First, that physical investment is slowly switching from jewellery to gold coins, especially in tiny denomination. Secondly, there is an increasing acceptance of gold-plated jewellery. He says that jewelers are doing roaring business in one popular version where copper jewellery is coated with one gram of 24 carat gold. This has a turnover in excess of Rs one crore.
The increase in gold consumption last year showed no indication of changed preferences, but it is possible that consumption would have been even higher if Indians were not buying artificial jewellery. On the supply side, India has two gold producing mines in Karnataka of which Kolar is shut and Hutti generates a small steady supply. Apart from this, Hindalco produces gold as a by-product of copper mining.
India has a long and rich history of mining precious metals and diamonds, but much of this tradition shrivelled up due to nationalisation and a lack of fresh investment n exploration and technology. All that changed with the decision to permit Foreign Direct Investment in mining and exploration. But although FDI in mining was permitted in 1993, the government took a very long time in framing policy and reconnaissance permits were granted only towards the turn of the century.
Several parts of India, especially the Hutti and Dharwar Craton belt in Karnataka and parts of Central and East India are increasingly considered good prospects for small mines producing the yellow metal and diamonds with the use of new mining and prospecting technology.
Internationally, the rise in mining costs and expensive labour charges has made gold exploration unattractive. But the Indian situation is different. Labour is cheap in the mineral rich States and a change in government policy on mining and mineral exploration has opened up interesting possibilities.
Deccan Gold a listed company has tied up with the diamond giant DTC for an exploration joint venture after speaking to several international mining houses, says Daga. The arrangement is that Deccan will keep the gold that is found and DTC will claim diamonds.

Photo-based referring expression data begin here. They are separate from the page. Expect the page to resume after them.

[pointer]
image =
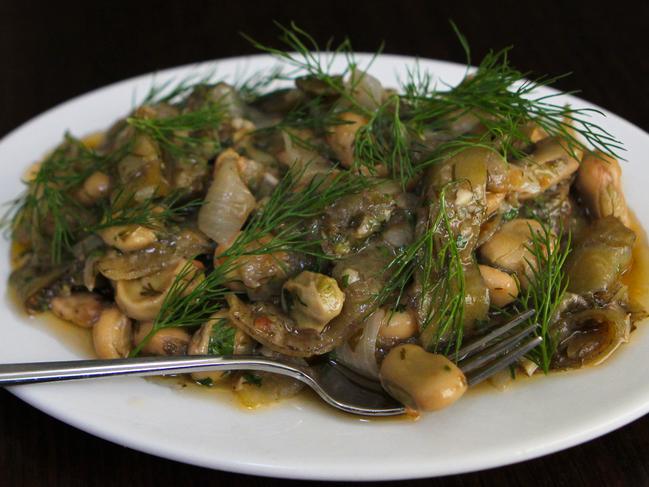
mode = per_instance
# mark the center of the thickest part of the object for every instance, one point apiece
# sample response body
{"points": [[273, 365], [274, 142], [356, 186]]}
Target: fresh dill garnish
{"points": [[172, 91], [279, 226], [434, 258], [314, 114], [546, 287], [252, 87], [385, 140], [48, 210], [221, 340], [153, 212], [504, 102], [307, 58], [178, 134]]}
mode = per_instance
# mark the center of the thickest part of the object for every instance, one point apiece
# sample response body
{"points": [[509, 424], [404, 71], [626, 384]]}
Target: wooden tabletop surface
{"points": [[51, 52]]}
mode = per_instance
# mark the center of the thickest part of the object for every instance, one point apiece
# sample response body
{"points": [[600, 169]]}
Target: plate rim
{"points": [[31, 396]]}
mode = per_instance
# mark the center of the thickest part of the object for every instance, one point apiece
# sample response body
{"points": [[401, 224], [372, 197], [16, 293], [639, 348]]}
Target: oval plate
{"points": [[299, 438]]}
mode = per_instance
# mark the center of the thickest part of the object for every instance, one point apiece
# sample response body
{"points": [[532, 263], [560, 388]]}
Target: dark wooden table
{"points": [[51, 52]]}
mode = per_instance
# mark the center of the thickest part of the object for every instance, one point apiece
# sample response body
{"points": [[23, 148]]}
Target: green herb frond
{"points": [[435, 257], [251, 87], [308, 59], [172, 91], [153, 212], [48, 209], [279, 226], [546, 287], [184, 132]]}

The company has also obtained 28 prospecting permits in a subsidiary company.
Top investment bankers in India, Canada and UK are also looking closely at investing in gold exploration projects in India. Although the process of getting permission for exploration followed by a prospecting license and later a mining lease is still excruciatingly slow and tedious there is steady progress. Central banks of countries hold large gold reserves and a couple of them have reportedly enhanced their holding last year (Argentina and Russia are examples). These banks could easily step in to cool the market by cashing some of their excess gold reserves at high prices and increasing supply.
All this suggests that the Bull Run in gold is set to continue over the short term unless a new mining discovery of change in consumption and holding pattern changes the outlook for gold.